Club information
- Track address: Rostock Speedwaystadion
- Country: East Germany / Germany
- Founded: 1957
- League: East German Championship

Club facts
- Track size: 364m

Major team honours
| East German Champions | 1969, 1970, 1971 |
| East German Runners-up | 1967, 1968 |

= Rostock Speedway =

German motorcycle speedway team

Rostock Speedway was an East German motorcycle speedway team called MC Neptun Rostock and then MC Dynamo Rostock and the speedway track known as the Rostock Speedwaystadion, which was located in the south west of Rostock, in Germany. The position of the stadium was off the Tannenweg road at, which is housing today.

== History ==
The facility was a 364-metre track, which opened in 1957. The team began racing as MC Neptun Rostock in the inaugural East German Team Speedway Championship in 1965 and secured the bronze medal. The following season the team raced as MC Dynamo Rostock and once again won the bronze medal.
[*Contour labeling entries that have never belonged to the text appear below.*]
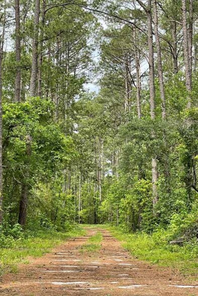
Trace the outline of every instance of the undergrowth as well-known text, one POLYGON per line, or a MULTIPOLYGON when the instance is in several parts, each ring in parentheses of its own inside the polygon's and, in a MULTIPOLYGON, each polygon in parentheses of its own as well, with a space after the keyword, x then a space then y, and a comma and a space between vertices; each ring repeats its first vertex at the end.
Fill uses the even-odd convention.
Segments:
POLYGON ((80 248, 80 252, 97 252, 101 249, 101 242, 103 235, 100 232, 91 237, 88 239, 87 243, 83 245, 80 248))
POLYGON ((198 246, 194 242, 183 246, 171 245, 157 233, 123 233, 119 227, 106 226, 112 235, 121 241, 132 256, 151 264, 172 268, 192 281, 198 279, 198 246))
POLYGON ((0 236, 0 275, 5 273, 17 272, 19 264, 28 264, 30 257, 41 257, 65 240, 84 233, 84 230, 76 227, 68 232, 43 230, 36 233, 26 233, 19 230, 17 237, 11 234, 7 236, 2 234, 0 236))

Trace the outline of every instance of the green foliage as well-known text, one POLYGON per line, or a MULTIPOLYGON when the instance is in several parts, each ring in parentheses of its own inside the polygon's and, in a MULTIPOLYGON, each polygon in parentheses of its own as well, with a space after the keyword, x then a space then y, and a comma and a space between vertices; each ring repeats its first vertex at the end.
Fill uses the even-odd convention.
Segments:
POLYGON ((45 230, 22 234, 19 230, 17 225, 10 230, 12 235, 6 238, 4 234, 0 234, 0 274, 16 272, 19 264, 28 263, 30 256, 41 257, 66 239, 84 235, 84 231, 77 227, 73 227, 72 230, 66 233, 45 230), (14 236, 16 234, 17 239, 14 236), (4 237, 4 245, 2 245, 4 237))
POLYGON ((110 229, 132 256, 152 264, 179 270, 192 280, 197 279, 198 248, 195 242, 192 241, 179 247, 171 245, 163 239, 166 233, 164 231, 150 236, 143 232, 126 234, 115 227, 110 229))

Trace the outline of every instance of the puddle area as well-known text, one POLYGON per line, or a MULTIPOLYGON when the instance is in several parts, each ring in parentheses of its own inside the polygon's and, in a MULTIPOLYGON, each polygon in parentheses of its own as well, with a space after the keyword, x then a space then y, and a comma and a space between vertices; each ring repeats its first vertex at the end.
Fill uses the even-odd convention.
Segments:
MULTIPOLYGON (((32 294, 35 296, 65 296, 66 294, 68 296, 77 294, 78 296, 105 294, 106 296, 112 294, 132 296, 137 295, 137 293, 138 296, 185 296, 190 295, 190 292, 192 295, 194 294, 194 292, 193 293, 190 289, 198 288, 198 285, 193 284, 169 284, 170 283, 181 283, 181 282, 178 278, 173 278, 170 282, 169 277, 173 277, 172 274, 169 277, 167 273, 162 272, 160 276, 161 271, 155 271, 154 267, 152 267, 151 270, 148 263, 144 265, 144 263, 131 258, 129 253, 124 250, 122 251, 120 243, 111 236, 104 236, 102 245, 105 248, 101 251, 79 252, 81 246, 96 233, 89 232, 89 235, 69 240, 68 245, 65 246, 65 250, 62 246, 57 252, 54 251, 51 254, 47 255, 47 262, 46 261, 45 264, 43 262, 39 267, 38 266, 34 280, 33 277, 30 281, 30 278, 24 276, 25 280, 21 282, 25 282, 26 284, 21 283, 21 286, 27 286, 27 284, 29 284, 32 287, 32 289, 29 288, 29 290, 32 291, 32 294), (114 250, 112 251, 113 246, 114 250), (34 293, 34 285, 37 284, 39 286, 37 289, 40 289, 40 293, 34 293), (46 288, 46 293, 43 293, 43 285, 45 288, 47 287, 48 285, 50 286, 51 290, 46 288), (89 293, 89 290, 92 292, 89 293)), ((36 269, 34 265, 33 274, 36 269)), ((21 278, 23 279, 23 277, 21 278)), ((13 282, 14 286, 15 281, 13 282)), ((21 288, 22 291, 24 288, 21 288)), ((27 292, 16 293, 15 290, 13 290, 12 294, 8 294, 9 296, 30 294, 27 292)), ((20 292, 21 291, 20 290, 20 292)), ((6 293, 5 294, 7 295, 6 293)))

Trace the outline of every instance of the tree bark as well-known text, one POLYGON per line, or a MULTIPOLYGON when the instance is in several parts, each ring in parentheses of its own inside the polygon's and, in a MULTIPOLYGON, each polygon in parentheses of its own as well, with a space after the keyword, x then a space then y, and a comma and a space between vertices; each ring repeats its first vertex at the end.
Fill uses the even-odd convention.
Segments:
POLYGON ((141 79, 140 79, 140 66, 139 61, 139 55, 138 56, 138 51, 136 46, 136 28, 134 28, 133 30, 133 39, 134 43, 134 53, 135 53, 135 61, 136 67, 136 102, 137 102, 137 111, 138 113, 138 117, 139 119, 141 119, 142 114, 141 110, 141 79))
POLYGON ((162 62, 161 59, 161 44, 158 32, 158 16, 157 8, 157 1, 153 0, 153 16, 154 23, 154 32, 155 42, 157 49, 157 65, 158 70, 158 78, 159 82, 159 88, 160 97, 162 103, 162 116, 164 119, 166 117, 166 99, 164 91, 164 79, 162 69, 162 62))
POLYGON ((102 201, 102 161, 101 161, 101 138, 98 139, 98 184, 99 189, 99 199, 102 201))
POLYGON ((6 27, 6 11, 3 18, 2 34, 0 36, 0 225, 3 223, 3 121, 2 121, 2 62, 6 27))
POLYGON ((171 34, 173 40, 172 56, 173 59, 174 73, 178 73, 177 23, 175 21, 171 22, 171 34))
POLYGON ((28 196, 30 191, 30 158, 32 154, 31 149, 32 137, 30 135, 28 135, 26 140, 26 157, 27 162, 25 164, 26 168, 24 173, 24 180, 23 181, 21 194, 21 200, 19 207, 19 224, 22 226, 25 226, 26 223, 28 203, 28 196))
POLYGON ((43 35, 45 25, 46 3, 45 0, 43 0, 42 14, 41 14, 41 28, 40 34, 39 55, 38 60, 38 96, 41 98, 42 97, 42 65, 43 63, 43 35))
POLYGON ((21 100, 21 31, 20 0, 15 0, 15 46, 16 75, 15 77, 15 102, 21 100))
POLYGON ((182 0, 182 26, 183 33, 183 54, 185 64, 185 85, 188 95, 187 97, 187 107, 191 106, 190 93, 191 91, 191 74, 189 56, 188 38, 186 20, 186 0, 182 0))
POLYGON ((81 173, 79 176, 79 192, 78 192, 78 223, 80 224, 81 210, 81 173))
POLYGON ((191 76, 192 75, 192 35, 193 22, 193 0, 189 0, 189 25, 188 32, 189 65, 191 76))
POLYGON ((40 16, 40 0, 35 0, 34 20, 34 36, 32 42, 32 62, 30 80, 30 94, 31 97, 37 95, 36 86, 38 75, 38 45, 40 16))

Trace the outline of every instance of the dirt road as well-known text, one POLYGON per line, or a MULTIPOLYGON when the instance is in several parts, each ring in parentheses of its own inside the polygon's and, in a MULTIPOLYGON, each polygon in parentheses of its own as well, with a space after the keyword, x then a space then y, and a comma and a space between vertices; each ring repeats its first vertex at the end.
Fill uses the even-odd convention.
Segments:
POLYGON ((0 283, 0 295, 15 296, 133 295, 195 296, 198 286, 187 286, 170 270, 131 257, 109 232, 97 252, 82 252, 81 246, 98 231, 71 239, 53 252, 7 274, 0 283))

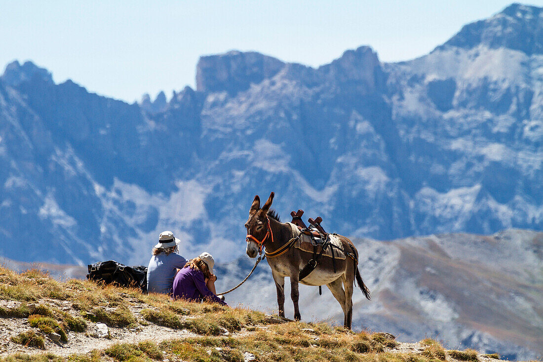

The track hosted the Ostseepokal Series (the Baltic Sea Cup).

The Danish international rider Poul Wissing was killed at the track on 1 October 1967, after crashing with Gerhard Uhlenbrock and Åke Andersson during a race.

After two consecutive silver medals from 1967 to 1968, the club experienced a golden era, by securing three East German Championships from 1969 to 1971.

On 11 March 1972, Henryk Glücklich set a new track record at the Rostock Speedwaystadion, recording 70.8sec.

The stadium was demolished in circa.2002, to make way for housing.